Luciane Garcez e Sandra Makowiecky – ABCA/Santa Catarina

Elke Hülse (1961) é artista, tapeceira, educadora e pesquisadora – uma das poucas, senão única no Brasil, a pesquisar e publicar academicamente sobre a tapeçaria contemporânea, ter uma produção artística sólida e profícua. Possui graduação e mestrado em artes visuais, Teoria e História da Arte, campo que a permite estudar e divulgar um pouco sobre esta técnica tão resignada em nosso país. Representante da mais tradicional e ancestral técnica de tapeçaria de alto-liço, técnica avançada e de matriz europeia, Hülse despontou no cenário da arte contemporânea trabalhando com questões muito atuais, aliando técnica numa tradição milenar a manipulações digitais e temáticas do século XXI, um diálogo inaudito onde o mais antigo e o mais novo se complementam e criam resultados que nos fazem refletir sobre este mundo globalizado, de fácil e amplo acesso a toda informação. A artista catarinense vem representando o Brasil em eventos em diversos países, tendo sido premiada em alguns, como em 2019 no WTA VIII Biennial International Textil Small Format em Madri, Espanha, onde ganhou primeiro lugar e menção honrosa.
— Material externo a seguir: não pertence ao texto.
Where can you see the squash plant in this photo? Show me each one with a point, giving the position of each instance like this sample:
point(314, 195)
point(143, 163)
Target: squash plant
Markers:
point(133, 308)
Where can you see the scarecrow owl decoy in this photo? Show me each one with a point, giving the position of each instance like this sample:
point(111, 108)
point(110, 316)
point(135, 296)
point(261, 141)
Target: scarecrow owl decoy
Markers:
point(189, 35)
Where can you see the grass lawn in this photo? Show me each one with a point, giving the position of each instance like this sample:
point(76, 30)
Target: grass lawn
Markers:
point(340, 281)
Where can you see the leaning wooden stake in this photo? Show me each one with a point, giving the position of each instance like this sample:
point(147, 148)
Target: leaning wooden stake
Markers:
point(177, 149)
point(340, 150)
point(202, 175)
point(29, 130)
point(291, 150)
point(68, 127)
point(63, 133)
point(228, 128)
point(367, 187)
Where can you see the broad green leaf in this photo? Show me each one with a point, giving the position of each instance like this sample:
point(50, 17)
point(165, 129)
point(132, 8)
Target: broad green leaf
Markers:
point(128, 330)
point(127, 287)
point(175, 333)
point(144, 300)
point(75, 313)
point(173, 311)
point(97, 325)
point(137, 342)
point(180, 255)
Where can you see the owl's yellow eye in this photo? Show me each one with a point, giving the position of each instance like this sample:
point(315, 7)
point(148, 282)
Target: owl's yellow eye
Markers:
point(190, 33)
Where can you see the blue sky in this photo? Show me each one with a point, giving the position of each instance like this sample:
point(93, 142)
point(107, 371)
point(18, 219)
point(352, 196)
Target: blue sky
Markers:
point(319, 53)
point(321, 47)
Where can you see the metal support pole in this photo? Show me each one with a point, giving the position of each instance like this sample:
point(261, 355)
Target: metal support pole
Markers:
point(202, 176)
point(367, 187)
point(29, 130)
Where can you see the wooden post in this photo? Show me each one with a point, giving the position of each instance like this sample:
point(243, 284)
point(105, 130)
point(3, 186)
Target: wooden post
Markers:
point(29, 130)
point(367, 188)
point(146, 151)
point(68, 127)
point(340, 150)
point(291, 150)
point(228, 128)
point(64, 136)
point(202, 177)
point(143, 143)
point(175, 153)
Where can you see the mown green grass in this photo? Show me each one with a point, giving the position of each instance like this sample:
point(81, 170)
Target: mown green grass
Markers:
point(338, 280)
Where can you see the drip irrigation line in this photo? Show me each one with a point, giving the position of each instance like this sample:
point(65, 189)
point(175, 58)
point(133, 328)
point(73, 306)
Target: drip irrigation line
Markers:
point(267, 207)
Neste mesmo ano (2019) participou da 14a Bienal Internacional de Curitiba polo SC, no MASC, Florianópolis; expôs também em Londres, na Heallreaf 3: Surface Gallery; foi selecionada para o evento que homenageou os 100 anos da Bauhaus em diversos países, tendo seu trabalho exposto na Califórnia (EUA), na mostra Fiber Art – 100 Years of Bauhaus, na Art Ventures Gallery; e ainda em 2019, na Espanha,  na exposição Tramares, Textil Exhibition at Brasilien House, em Madri.

Desenho de Rivane Neuenschwander, Tropics: Damned, Orgasmic and Devoted 07, 2019. Tapeçaria feita por Elke Hülse Urdidura: 3 fios duplos de algodão por centímetro – Trama: algodão, lã, acrílico. Tapeçaria em tear vertical – Dimensões: 170 x 237 cm. Fonte: imagem enviada por Elke Hülse.

Em 2020, Hülse tem participação em duas exposições: Renditions, 13th ATA American Tapestry Alliance Unjuried Small Format Exhibition, sendo uma mostra online, de acordo com o momento da pandemia, e Tropics: Damned, Orgasmic and Devoted, da artista Rivane Neuenschwander, em Nova Iorque, na Tanya Bonakdar Gallery, onde Elke participa num trabalho colaborativo, inovando em sua trajetória poética.

“A mostra em Nova Iorque da artista Rivane Neuenschwander traz novas abordagens em sua trajetória. A exposição é composta de tapeçarias, pinturas, desenhos e uma instalação…”

Algumas áreas de conhecimento fornecem mais informações e bibliografias que outras. Inclusive no âmbito acadêmico, por tratarmos de uma técnica de tradição mais longeva, esta dificuldade também se verifica, no que concerne à tapeçaria. Técnica milenar, no limiar entre a arte, o design e o artesanato, podemos dizer que se enquadra na arte contemporânea como forma de resistência.  Pelo fato de subsistirem, nos intrigam e atraem, por vezes mais do que trabalhos que fazem parte de um status quo do contemporâneo, como novas mídias, instalações, performances mais midiáticas.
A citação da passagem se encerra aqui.